As an Atlassian Certified Professional and a Certified Scrum Master, I've been supporting many Digital Transformations for organizations of all size. From start-ups to Fortune500, most of those transformation programs were set to either settle Scrum in a PMO or improve how Agile was helping deliver quickly and efficiently the best products with less frictions.
To get there, we usually work on multiple training axis such as training the Scrum team on the benefits and standards brought by Scrum, training the management team on the way the teams will work and finally bringing in tools to support those new processes. From my recent experiences in the Banking and Finance industry, I feel like getting a separate training on the framework and tools helped end users.

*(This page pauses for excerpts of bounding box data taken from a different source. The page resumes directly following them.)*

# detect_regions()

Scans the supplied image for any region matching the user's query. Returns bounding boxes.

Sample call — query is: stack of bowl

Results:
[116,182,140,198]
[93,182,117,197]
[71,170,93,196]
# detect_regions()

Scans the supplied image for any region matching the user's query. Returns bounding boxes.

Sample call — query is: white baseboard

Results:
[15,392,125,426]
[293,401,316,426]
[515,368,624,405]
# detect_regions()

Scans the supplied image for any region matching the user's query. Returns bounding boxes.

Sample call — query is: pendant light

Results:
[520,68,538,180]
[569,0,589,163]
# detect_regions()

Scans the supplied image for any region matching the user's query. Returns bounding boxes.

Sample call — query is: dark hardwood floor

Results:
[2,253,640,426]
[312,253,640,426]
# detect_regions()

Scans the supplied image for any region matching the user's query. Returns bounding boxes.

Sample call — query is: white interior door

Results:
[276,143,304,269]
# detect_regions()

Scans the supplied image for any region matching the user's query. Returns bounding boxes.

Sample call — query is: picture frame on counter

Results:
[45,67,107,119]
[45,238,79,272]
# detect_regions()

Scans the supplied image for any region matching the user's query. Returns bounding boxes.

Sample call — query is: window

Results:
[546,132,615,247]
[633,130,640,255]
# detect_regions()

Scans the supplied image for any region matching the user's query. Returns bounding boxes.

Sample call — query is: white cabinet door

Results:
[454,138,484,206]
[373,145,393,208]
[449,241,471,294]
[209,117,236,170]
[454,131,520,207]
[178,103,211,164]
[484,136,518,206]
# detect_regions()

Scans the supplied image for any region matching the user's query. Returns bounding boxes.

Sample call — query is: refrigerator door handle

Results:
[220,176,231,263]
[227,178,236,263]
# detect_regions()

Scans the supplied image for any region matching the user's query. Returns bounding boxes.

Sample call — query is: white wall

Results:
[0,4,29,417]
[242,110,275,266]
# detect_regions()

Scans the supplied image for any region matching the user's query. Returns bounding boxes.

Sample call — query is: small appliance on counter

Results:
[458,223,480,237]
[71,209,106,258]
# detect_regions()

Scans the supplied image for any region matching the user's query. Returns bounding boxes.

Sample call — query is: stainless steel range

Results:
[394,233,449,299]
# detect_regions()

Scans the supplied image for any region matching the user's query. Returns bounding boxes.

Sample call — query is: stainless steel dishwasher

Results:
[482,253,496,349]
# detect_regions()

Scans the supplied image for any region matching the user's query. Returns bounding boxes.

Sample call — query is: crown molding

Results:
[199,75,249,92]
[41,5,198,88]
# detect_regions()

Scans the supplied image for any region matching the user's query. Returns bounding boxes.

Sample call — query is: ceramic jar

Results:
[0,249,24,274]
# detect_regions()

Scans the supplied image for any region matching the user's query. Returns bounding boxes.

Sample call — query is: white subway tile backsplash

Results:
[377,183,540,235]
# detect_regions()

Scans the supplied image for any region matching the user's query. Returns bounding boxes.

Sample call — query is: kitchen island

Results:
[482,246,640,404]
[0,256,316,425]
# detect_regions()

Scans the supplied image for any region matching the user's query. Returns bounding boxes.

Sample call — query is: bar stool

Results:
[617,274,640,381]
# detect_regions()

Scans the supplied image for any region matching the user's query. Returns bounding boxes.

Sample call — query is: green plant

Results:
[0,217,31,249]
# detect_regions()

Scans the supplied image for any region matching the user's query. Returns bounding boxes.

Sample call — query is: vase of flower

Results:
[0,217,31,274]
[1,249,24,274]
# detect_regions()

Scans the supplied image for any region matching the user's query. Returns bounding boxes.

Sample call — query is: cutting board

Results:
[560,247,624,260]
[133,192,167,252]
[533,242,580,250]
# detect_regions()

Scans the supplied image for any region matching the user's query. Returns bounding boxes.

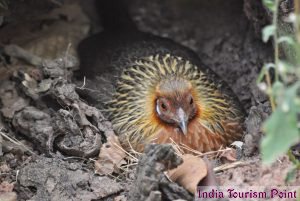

Agile training have generally been done through an online self-service training platform which does not give a lot of feedback unfortunately: that's where I've tried to bring in Agile coaches as much as possible to get to know the teams and work with them on a dedicated approach. Once teams are ready, a tool training is expected to finalize the learning process by recalling the principles of Agility and how they are supported within the environment of work.
As far as roles and artifacts, each case is different but we've found a recurring issue: splitting the Project Manager role into two distinct positions with different goals, the Product Owner and Scrum Master. Again, a good vision of the whole Scrum framework is mandatory before transitioning to new roles. One of the key success points for that, is probably explaining the scope of each role and how they should work together with a shared team/project. As each role is a partial Project Manager role, in most cases, giving more projects to a newly nominated Product Owner or Scrum Master helped giving back some confidence on the workload. The same approach applied to the artifacts: while the Product backlog is generally understood quite well, the Sprint backlog and Product Increment approach are tougher to deal with! One of the best solution I've experienced to that is leveraging team building activities such as Serious Games or workshops in different contexts to discover the concepts instead of a formal training. As a general advice I would definitely recommend getting external coaches to bring the vision and internal key resources to spread the word and adapt the theory to the actual context.
So how does scrum work? It starts with education and training.